Sistema chinês de OCR agora reconhece texto em 50 idiomas — e roda em celulares antigos
PP-OCRv6, da PaddlePaddle, extrai texto de imagens com precisão superior a modelos ocidentais e funciona mesmo em hardware limitado

A PaddlePaddle (plataforma de deep learning mantida pela gigante chinesa Baidu) lançou o PP-OCRv6, um sistema de OCR (sigla em inglês para reconhecimento óptico de caracteres, tecnologia que identifica e extrai texto de imagens ou documentos digitalizados) capaz de processar 50 idiomas diferentes. O modelo está disponível gratuitamente na Hugging Face (uma plataforma onde desenvolvedores compartilham e baixam modelos de IA já treinados) e vem em três tamanhos: desde 1,5 milhão de parâmetros (os valores internos que definem como o modelo funciona) até 34,5 milhões — o que permite rodar versões leves até em smartphones de entrada.

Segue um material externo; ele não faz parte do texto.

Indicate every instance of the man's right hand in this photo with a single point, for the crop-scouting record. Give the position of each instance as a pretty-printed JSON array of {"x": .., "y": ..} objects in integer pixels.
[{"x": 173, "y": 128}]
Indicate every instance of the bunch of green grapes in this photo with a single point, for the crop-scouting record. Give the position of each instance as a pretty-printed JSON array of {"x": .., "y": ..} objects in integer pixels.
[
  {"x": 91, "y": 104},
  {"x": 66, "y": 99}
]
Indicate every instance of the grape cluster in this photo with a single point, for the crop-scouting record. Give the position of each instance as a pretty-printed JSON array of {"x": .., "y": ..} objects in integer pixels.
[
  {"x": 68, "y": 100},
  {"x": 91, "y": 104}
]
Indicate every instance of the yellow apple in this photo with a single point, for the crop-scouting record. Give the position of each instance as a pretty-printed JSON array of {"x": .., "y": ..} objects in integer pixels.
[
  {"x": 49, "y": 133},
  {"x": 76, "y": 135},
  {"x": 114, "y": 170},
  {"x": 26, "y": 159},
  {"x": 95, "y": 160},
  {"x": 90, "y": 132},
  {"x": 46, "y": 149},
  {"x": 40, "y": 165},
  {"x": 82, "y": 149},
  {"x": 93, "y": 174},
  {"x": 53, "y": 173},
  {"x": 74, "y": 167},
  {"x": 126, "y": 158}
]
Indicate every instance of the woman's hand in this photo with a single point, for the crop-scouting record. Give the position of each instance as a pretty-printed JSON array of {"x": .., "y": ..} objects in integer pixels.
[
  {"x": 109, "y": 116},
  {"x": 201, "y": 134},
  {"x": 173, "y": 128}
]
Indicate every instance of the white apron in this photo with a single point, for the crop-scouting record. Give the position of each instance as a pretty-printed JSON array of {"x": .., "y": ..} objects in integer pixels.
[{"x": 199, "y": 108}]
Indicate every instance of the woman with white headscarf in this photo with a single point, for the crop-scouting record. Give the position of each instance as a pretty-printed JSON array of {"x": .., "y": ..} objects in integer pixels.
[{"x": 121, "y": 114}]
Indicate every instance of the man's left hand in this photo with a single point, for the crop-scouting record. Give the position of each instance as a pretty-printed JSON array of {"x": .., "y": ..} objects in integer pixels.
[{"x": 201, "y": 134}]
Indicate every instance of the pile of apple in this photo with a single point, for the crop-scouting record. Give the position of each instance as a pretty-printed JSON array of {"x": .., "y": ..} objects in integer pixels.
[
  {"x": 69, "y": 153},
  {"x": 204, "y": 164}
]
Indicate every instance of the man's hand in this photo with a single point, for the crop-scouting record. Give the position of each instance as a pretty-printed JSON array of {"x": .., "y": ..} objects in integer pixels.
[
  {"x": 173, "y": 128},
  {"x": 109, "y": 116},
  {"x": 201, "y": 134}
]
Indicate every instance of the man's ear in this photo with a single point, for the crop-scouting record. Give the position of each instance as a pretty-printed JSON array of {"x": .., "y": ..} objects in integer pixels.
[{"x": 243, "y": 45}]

O diferencial do PP-OCRv6 está na combinação de desempenho e eficiência. Em testes comparativos, o sistema superou alternativas populares como o Tesseract (um OCR de código aberto mantido pelo Google) e modelos comerciais como o do Azure Vision (serviço de reconhecimento de imagens da Microsoft) em idiomas como inglês, chinês, árabe e coreano. Segundo informou a equipe da PaddlePaddle, o modelo mobile (a versão menor, com 1,5M de parâmetros) consegue processar texto em tempo real mesmo em dispositivos Android modestos, com latência (tempo de espera entre enviar uma imagem e receber o texto extraído) inferior a 100 milissegundos.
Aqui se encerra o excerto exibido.